For that, I wrote the following code

static float
cpu_fma(float a, float b)
	return (a * a + b);

__global__ void
gpu_fma(float a, float b, float *r)
	*r = fma(a, a, b);

Surprisingly, the results for both routines, as printed by the “%.8g” format, are the same. I looked at the ptx code, and see the strange thing for the gpu_fma:

/*0010*/         MOV R0, c[0x0][0x20];           /* 0x2800400080001de4 */
        /*0018*/         MOV R2, c[0x0][0x28];           /* 0x28004000a0009de4 */
        /*0020*/         MOV R3, c[0x0][0x2c];           /* 0x28004000b000dde4 */
        /*0028*/         FFMA R0, R0, R0, c[0x0][0x24];  /* 0x3000800090001c00 */

Note the arguments to the FFMA instructions; this is with nvcc

Built on Thu_Mar_13_11:58:58_PDT_2014
Cuda compilation tools, release 6.0, V6.0.1

on Fedora 20.

I am complete newbie, any idea what I am doing wrong ?

The contraction of multiply-add sequences into FMA is an important optimization the compiler applies. By default nvcc compiles with full optimization, which is why both of your kernels will contain an FMA at machine code level. You can either compile without optimizations, or you can disable FMA contraction specifically, at any optimization level, by adding the command line argument -fmad=false to the nvcc invocation.

The numerical differences between a multipy-add seqence and FMA will be most apparent when the product and the addend are close in magnitude, but differ in sign. Try something like a = 1.999999f and b = -4.0f.

Not sure what you mean by “strange thing”. FFMA is the single-precision FMA instruction. The c references in the machine code (SASS) are constant memory locations used to pass kernel arguments. In particular c[0x0][0x20] contains ‘a’ and c[0x0][0x24] contains ‘b’, and I am guessing that c[0x0][28] and c[0x0][2C] collectively hold the 64-bit pointer ‘r’, although the code using that data is not shown.

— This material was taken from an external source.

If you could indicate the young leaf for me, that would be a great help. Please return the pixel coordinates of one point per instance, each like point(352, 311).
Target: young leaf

There is only one kernel in the code snippet I pasted above, it is gpu_fma(). The cpu_fma() is executed on host, and since this is SandyBridge, the calculation cannot be fused; I verified the generated asm code just in case.

About the strange thing in the -sass dump. I said that I am newbie, so I misread the ffma instruction, where I thought that the order of operands is src1, …, srcN, dst, similar to Intel AT&T syntax, but it is dst, src1, …, srcN. Thank you for explaining this.